Now Dale’s on the hunt for a teacher so he’ll not only learn how to wield magic, but will also be able to protect Riadh. Unfortunately, his options are limited. Who poses the greater risk -- a dragon with uncertain motives, or a big city mage who'd like to add Riadh to his own collection of possessions?
How many more hours to get back home? Dale mentally tabulated at least two, but that was only if traffic cooperated. He walked toward the car, giving a tiny bit of weight to the idea of finding a hotel. He noticed that the older woman who had been sitting on the other side of Riadh earlier was now sitting on a picnic table beside the parking lot, smoking.
Dale fumbled for the keys in his pocket, one hand braced on the car.
“Please, let me drive for a while. You need a break,” Riadh said.
Okay, call him a control freak. Dale contemplated refusing.
The woman spoke up. “I never knew a djinn that could drive, but if he knows how, you look like you should take advantage of the offer.”
Dale jerked, startled. Was this his day to encounter shitty egotistical magic users who knew more than him or what? He turned to face her more fully. She blew out a slow plume of smoke.
“That’s an odd comment,” Dale said. Maybe he could bluff his way out of this.
“I’m an odd person.
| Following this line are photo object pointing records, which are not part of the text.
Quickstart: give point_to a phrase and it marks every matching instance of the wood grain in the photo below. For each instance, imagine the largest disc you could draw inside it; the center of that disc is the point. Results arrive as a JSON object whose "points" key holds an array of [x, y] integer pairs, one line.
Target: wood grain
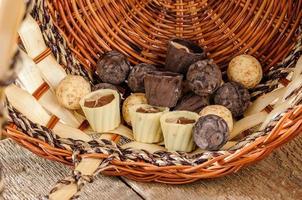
{"points": [[278, 176], [29, 177]]}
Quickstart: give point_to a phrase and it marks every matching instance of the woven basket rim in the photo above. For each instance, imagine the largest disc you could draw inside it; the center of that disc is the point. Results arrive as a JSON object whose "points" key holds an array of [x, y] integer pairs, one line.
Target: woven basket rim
{"points": [[286, 127]]}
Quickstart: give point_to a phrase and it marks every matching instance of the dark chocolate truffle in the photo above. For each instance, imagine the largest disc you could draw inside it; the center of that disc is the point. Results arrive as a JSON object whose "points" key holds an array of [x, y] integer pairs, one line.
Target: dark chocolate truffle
{"points": [[192, 102], [181, 54], [136, 76], [104, 86], [163, 88], [204, 77], [210, 132], [113, 68], [233, 96]]}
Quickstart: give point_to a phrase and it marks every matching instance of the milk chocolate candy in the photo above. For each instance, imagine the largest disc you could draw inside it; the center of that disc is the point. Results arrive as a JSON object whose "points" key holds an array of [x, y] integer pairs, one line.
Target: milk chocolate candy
{"points": [[113, 68], [104, 86], [136, 76], [163, 88], [204, 77], [233, 96], [181, 54]]}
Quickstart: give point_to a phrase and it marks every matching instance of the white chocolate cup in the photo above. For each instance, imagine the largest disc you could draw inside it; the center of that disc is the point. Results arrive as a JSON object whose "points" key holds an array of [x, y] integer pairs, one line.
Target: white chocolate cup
{"points": [[146, 126], [104, 118], [178, 137]]}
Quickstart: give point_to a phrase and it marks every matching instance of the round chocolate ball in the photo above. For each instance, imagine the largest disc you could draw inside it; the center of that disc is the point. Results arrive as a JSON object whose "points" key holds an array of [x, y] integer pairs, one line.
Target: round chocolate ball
{"points": [[210, 132], [233, 96], [137, 75], [104, 86], [113, 68], [204, 77]]}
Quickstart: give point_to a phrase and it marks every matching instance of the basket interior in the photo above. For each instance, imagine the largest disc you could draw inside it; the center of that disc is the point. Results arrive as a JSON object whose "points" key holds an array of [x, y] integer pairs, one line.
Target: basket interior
{"points": [[79, 33], [141, 29]]}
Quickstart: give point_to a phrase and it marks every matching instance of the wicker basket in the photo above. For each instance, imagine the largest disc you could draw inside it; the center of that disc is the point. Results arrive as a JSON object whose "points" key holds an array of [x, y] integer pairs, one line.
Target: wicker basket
{"points": [[78, 32]]}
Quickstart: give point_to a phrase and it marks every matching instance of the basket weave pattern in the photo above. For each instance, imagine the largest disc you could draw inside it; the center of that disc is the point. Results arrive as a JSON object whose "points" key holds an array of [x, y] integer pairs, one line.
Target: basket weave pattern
{"points": [[140, 29], [223, 34]]}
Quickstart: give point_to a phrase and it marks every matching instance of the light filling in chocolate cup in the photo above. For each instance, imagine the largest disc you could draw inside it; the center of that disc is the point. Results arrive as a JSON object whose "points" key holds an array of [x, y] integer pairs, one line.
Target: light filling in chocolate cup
{"points": [[145, 120], [102, 109], [177, 130]]}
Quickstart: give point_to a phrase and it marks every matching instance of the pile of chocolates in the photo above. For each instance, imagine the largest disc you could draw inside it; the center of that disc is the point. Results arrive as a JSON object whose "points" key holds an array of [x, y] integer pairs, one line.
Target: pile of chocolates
{"points": [[185, 103]]}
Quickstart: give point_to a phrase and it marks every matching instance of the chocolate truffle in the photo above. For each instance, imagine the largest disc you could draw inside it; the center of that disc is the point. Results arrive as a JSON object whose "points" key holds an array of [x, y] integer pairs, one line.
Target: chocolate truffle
{"points": [[104, 86], [220, 111], [163, 88], [136, 76], [133, 99], [210, 132], [233, 96], [204, 77], [113, 68], [192, 102], [181, 54]]}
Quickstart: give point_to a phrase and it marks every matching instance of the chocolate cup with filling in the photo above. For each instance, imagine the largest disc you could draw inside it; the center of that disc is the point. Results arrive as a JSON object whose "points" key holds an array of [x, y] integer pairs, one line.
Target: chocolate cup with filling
{"points": [[181, 54], [192, 102], [102, 109], [145, 120], [211, 132], [177, 130], [163, 88]]}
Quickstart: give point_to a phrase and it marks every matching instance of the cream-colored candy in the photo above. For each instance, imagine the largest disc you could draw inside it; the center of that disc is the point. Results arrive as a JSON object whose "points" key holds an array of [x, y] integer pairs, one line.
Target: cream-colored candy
{"points": [[146, 125], [104, 118], [220, 111], [134, 99], [178, 136], [70, 91], [245, 69]]}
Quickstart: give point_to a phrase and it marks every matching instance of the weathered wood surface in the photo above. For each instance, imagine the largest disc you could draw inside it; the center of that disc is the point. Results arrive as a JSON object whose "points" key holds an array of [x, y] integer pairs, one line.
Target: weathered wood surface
{"points": [[277, 177], [29, 177]]}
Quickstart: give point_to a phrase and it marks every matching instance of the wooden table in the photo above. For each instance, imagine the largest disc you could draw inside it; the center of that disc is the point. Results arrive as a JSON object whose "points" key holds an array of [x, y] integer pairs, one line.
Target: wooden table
{"points": [[277, 177]]}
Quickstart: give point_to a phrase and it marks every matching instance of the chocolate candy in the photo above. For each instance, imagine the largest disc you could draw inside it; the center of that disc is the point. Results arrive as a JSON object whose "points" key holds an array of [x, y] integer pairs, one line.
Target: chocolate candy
{"points": [[233, 96], [136, 76], [210, 132], [163, 88], [113, 68], [204, 77], [192, 102], [104, 86], [181, 54]]}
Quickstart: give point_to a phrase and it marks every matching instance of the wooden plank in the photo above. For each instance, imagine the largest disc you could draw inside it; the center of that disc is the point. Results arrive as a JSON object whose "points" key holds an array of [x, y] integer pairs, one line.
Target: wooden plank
{"points": [[279, 176], [29, 177]]}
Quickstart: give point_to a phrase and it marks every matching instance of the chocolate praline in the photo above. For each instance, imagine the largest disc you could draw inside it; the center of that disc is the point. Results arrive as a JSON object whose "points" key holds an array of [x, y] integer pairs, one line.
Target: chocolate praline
{"points": [[210, 132], [163, 88], [181, 54], [204, 77], [113, 68], [233, 96], [136, 76], [192, 102], [104, 86]]}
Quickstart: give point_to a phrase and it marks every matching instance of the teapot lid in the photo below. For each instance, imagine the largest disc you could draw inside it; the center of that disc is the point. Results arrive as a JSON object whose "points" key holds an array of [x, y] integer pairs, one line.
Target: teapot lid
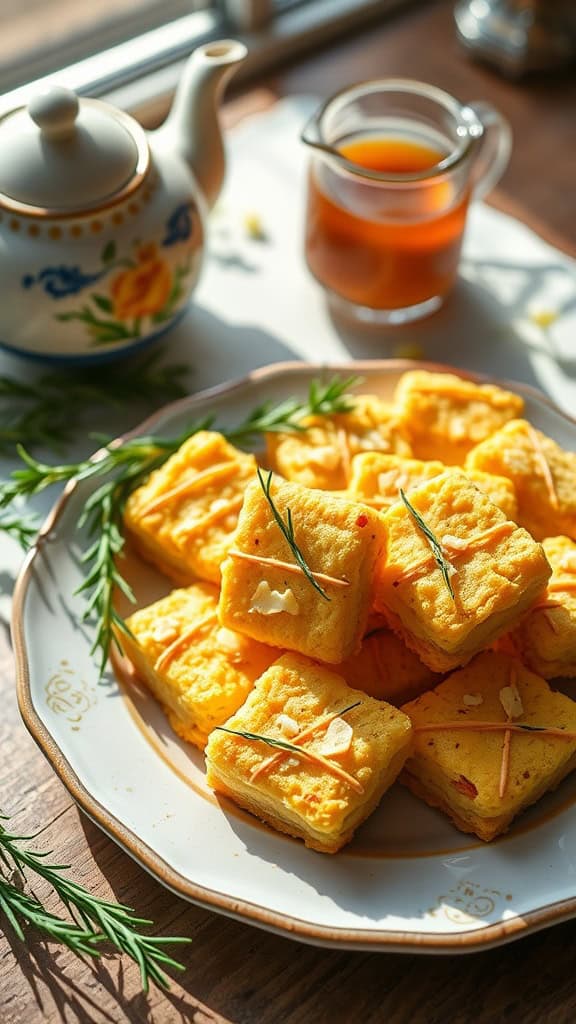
{"points": [[60, 156]]}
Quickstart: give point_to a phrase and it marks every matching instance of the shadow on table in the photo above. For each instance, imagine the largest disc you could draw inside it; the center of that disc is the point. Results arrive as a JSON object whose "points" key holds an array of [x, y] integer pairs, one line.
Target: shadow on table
{"points": [[485, 325]]}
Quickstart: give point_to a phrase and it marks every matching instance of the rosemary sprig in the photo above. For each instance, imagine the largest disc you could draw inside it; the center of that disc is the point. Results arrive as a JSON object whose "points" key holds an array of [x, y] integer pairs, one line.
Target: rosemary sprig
{"points": [[49, 411], [323, 399], [287, 530], [444, 565], [281, 744], [93, 921]]}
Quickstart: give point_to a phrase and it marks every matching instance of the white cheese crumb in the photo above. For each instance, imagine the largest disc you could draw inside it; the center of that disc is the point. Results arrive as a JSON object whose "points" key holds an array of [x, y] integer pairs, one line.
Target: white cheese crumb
{"points": [[217, 505], [227, 640], [337, 737], [510, 700], [272, 602], [166, 631], [288, 726], [472, 699], [372, 440]]}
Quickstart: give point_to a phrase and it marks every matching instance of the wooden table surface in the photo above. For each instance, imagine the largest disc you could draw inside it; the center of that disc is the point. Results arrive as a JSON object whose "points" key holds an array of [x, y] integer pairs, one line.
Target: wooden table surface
{"points": [[236, 973]]}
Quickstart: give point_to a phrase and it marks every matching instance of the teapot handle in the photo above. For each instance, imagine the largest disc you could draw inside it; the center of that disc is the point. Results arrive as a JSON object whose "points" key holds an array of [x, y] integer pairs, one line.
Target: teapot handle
{"points": [[495, 150]]}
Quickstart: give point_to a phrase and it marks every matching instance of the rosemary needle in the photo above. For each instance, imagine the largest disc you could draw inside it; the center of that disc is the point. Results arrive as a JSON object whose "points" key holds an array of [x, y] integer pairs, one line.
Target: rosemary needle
{"points": [[444, 565], [287, 530]]}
Does he belong to you?”
“Yes, and he’s not for sale!” Dale snapped. He stepped between where the woman sat and where Riadh stood. Forget bluffing, he was too tired and on edge to play games.
The woman inhaled from her cigarette. “Okay. Good thing to know, but why the hell should I care?”
“You implied he was my property.”
“Yeah so? Djinn don’t exist in the physical world unless they have an owner.” She cast a long appraising look at Riadh. “You have a name?”
“I am Riadh.”
“Nice to meet me you. I’m Summer Azhdaha. How ‘bout you?” She gestured toward Dale.
“Okay, introductions are made. If you ever find yourself in need of some good incense, look me up.” She slowly climbed down from where she sat on the top on the table and began to amble toward a dusty SUV on the opposite side of the parking lot. She stopped to grind out her cigarette in the gravel.
“Ms. Azhdaha?” Dale called.
“Is that it? You tell me you know I’m traveling with a djinn and you just walk way?”
“Yeah. Got a problem with that?” She turned to face him.
“Who are you? Or maybe I should ask what are you?”
She raised an eyebrow, then walked back over toward him. Her gaze took him in, head to toe, then returned to his face.
As Dale stared at her, he saw her eyes change. Her pupils became vertical slits and she exhaled a long pale cloud of smoke. What the fuck?
“Ask Riadh,” she said.
Dale glanced at Riadh, hoping for information, a clue, anything.
“She’s a dragon,” said Riadh, with an apprehensive look on his face.